Va bene, ieri mi sono dilungato più del previsto sugli aspetti del futuro non previsti da Hobsbawm. A ripensarci sembrerebbe anzi che non abbia indovinato niente ma non è così: in realtà ha individuato bene i meccanismi di alcune fondamentali tendenze non sempre però arrivando alle conclusioni corrette.
Un problema di fondo, come ho accennato in Le non previsioni di Hobsbawm, è che l’autore sottovaluta l’influenza dei media. Un suo punto fermo è che nelle democrazie occidentali il potere politico non possa andare contro l’opinione pubblica (se non con notevoli difficoltà) e questo lo porta a mettere dei paletti in ciò che i governi occidentali possono fare. Ma la situazione attuale è che tutti i media tradizionali sono allineati fra loro e ripetono lo stesso punto di vista: l’opinione pubblica è quindi fortemente diretta in specifiche direzioni.
In questi anni abbiamo visto un farmaco sperimentale, per una malattia pericolosa solo per una fascia piccolissima di persone, considerato e accettato come un salva vita.
La guerra in Ucraina è il trionfo della disinformazione e sono convinto che la maggioranza degli occidentali sia convinta che l’Ucraina stia vincendo, che il “folle” Putin voleva conquistare il mondo etc.
In questo contesto il potere politico può fare quello che vuole perché può convincere l’opinione pubblica di quello che vuole.

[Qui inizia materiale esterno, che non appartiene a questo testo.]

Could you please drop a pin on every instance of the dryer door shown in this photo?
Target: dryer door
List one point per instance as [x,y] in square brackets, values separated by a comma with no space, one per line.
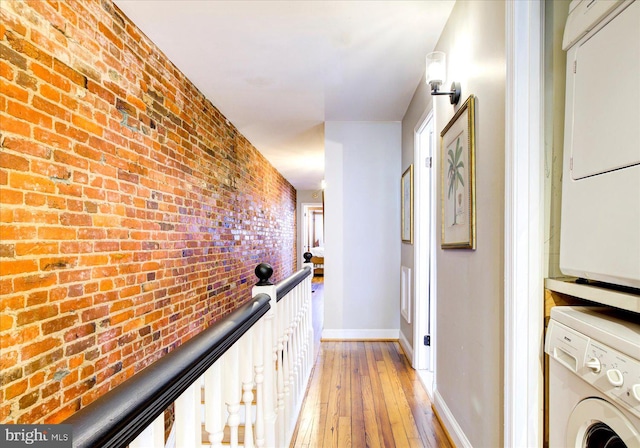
[596,423]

C’è da dire che nel decennio precedente Chomsky aveva già scritto “La fabbrica del consenso” (1988) che mostrava la tendenza dei media ad appartenere a gruppi economici sempre più grandi: era quindi prevedibile che questa tendenza si sarebbe accentuata con conseguenze a loro volta prevedibili. Ma è facile per me parlare col senno di poi…

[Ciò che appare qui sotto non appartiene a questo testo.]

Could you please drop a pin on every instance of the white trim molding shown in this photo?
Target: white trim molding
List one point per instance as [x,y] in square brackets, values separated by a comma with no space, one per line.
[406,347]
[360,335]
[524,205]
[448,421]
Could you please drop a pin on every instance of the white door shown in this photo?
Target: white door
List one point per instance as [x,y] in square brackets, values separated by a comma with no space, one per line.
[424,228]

Il capitolo in questione è il XIX, “Verso il terzo millennio”, diviso in 7 sottocapitoli dove l’ultimo è “di saluti”. Di questi il 6° sottocapitolo sarebbe da copiare parola per parola e può darsi che ne scriverò in un pezzo a parte.
Il primo sottocapitolo è sulla violenza (in senso generale): terrorismo, fondamentalismo e guerra vera e propria. Questi eventi dipendono troppo da situazioni specifiche per essere prevedibili. Hobsbawm specifica soltanto che all’inizio degli anni ‘90 l’occidente (beh, gli USA) era militarmente imbattibile: soprattutto i paesi del “terzo mondo” non avevano speranze in una guerra tradizionale. Probabilmente Hobsbawm aveva ben chiara in mente la prima guerra del Golfo del 1990-1991 dove l’esercito iracheno, considerato uno dei più forti al mondo, fu spazzato via dalla potenza occidentale.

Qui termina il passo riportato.